Health systems must consider training as a part of their EHR implementation budget.

"Any implementation is 15 percent IT and workflow and 85 percent people," said Mr. Lowe.   "People deliver the care and utilize the tools, thus effective change management, continuous support, ongoing training, and optimization activities may or may not have been considered (within the budget). Additionally, we must be mindful of provider burnout and look to balance the right mix of technologies, process change and people adoption."  

The other contributing costs to installing a new EHR system pertain to operational process analysis, breaking down business silos, business process redesign and organizational change impact, along with the training of the staff in the new software, according to Tom Barnett, chief information and digital officer of Memphis, Tenn.-based Baptist Memorial Health Care. 

"Where the added problems can creep in is when organizations allow the allure of customizing features, screens and functionality. That's when costs start rising exponentially not just in the cost of the customizations themselves but the downstream ripple effect of interface changes, report changes, training changes, etc.," Mr. Barnett said. "As for upgrades, depending on the vendor that is used or the magnitude of the upgrade, they can range from very negligible to bordering on small implementations all by themselves."

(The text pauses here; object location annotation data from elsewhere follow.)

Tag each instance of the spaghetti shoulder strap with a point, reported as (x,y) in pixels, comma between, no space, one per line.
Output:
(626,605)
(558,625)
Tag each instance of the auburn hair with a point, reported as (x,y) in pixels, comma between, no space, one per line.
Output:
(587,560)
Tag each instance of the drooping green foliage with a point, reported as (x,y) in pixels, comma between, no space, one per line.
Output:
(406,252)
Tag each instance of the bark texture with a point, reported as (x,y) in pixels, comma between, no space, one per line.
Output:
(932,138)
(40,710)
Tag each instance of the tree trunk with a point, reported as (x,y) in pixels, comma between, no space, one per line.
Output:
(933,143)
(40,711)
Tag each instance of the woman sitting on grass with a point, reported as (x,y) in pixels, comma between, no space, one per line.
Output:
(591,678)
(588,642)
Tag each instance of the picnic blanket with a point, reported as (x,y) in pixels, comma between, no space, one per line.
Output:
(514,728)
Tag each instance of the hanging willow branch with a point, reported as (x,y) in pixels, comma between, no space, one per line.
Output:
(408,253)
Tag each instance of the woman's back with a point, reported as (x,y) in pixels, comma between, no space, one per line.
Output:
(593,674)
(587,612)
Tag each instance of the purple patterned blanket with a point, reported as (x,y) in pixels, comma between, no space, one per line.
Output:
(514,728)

Is the rate of return worth the cost?

Electronic health records help get entire clinical operations, revenue cycle operations and patients on a single, integrated platform, and health tech leaders say they do see positive rates of returns.  

"Today's EHRs more than pay for themselves and, when implemented properly, can positively exceed their ROI projections," said Mr. Barnett. 

A positive return on investment is not apparent immediately upon implementing an EHR but is something health tech leaders say shows up directly and indirectly over time. 

"If the healthcare organization manages the EHR integration well and tightly manages scope and cost, there can be a significant return on the investment over time. That ROI can show up directly as higher revenues through productivity gains or enhanced revenue capture. It can also show up in less quantifiable ways such as higher provider satisfaction — more time with patients and less documentation time — and more efficient clinical workflows," said Ms.  Snedaker.